We developed transoral carotid ultrasonography, TOCU, which enabled us to evaluate the distal extracranial internal carotid artery (ICA) using the transoral method in 1998 and applied it to patients with carotid occlusive disease, moyamoya disease, or carotid arterial dissection. Examinations were performed using a color Doppler flow imaging system equipped with a stick-like convex array transducers (9-5 MHz). We inserted a transducer covered with thin gum transorally, touching the tip to the pharyngeal postero-lateral wall. We then attempted to detect the ICA and measure flow velocity of the distal extracranial ICA using principal images obtained by TOCU. In the healthy five volunteers, the ICA was identified at a depth of 2.2±0.6cm and visualized as a vertical linear vessel 2.9±0.3 cm in length and bent slightly backwards. The diameter and mean flow velocity of the distal extracranial ICA was 4.7±0.2mm and 50±7cm/sec, respectively.

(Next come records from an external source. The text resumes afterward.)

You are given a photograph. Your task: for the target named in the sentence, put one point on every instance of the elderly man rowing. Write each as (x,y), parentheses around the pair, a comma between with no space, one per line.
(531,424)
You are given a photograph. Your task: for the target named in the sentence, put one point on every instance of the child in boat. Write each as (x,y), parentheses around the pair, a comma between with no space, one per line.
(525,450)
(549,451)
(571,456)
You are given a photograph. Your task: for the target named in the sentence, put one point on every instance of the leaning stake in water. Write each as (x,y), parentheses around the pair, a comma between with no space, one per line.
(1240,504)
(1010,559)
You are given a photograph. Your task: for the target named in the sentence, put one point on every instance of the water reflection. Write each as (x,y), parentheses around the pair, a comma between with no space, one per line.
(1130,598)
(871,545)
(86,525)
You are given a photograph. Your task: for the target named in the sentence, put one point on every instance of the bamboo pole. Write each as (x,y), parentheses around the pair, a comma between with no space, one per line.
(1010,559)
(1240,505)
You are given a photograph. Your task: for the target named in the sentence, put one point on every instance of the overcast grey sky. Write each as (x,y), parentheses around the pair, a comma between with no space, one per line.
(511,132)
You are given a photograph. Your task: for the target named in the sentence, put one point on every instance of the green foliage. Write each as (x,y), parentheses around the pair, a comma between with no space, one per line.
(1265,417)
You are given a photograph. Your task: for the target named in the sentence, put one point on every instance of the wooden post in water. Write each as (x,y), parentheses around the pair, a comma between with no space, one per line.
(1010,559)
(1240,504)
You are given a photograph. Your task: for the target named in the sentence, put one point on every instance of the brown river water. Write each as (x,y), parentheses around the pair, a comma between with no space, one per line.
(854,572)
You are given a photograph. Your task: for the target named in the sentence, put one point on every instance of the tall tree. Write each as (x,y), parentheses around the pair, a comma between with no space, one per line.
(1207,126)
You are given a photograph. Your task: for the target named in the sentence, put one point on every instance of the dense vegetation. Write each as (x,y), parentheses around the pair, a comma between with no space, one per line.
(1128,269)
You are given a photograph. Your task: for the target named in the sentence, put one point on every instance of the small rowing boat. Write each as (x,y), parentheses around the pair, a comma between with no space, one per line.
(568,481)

In the stroke patients, some remarkable findings were obtained, including a dilated ICA with narrow true lumen in a patient with ICA dissection, a lucent echo without flow signal in a patient with acute cardioembolic ICA occlusion, and decreased ICA diameter less than 3.0mm in a patient with pseudo-occlusion of the ICA or moyamoya disease. The TOCU is a helpful method as the procedure of compensating conventional carotid ultrasonography.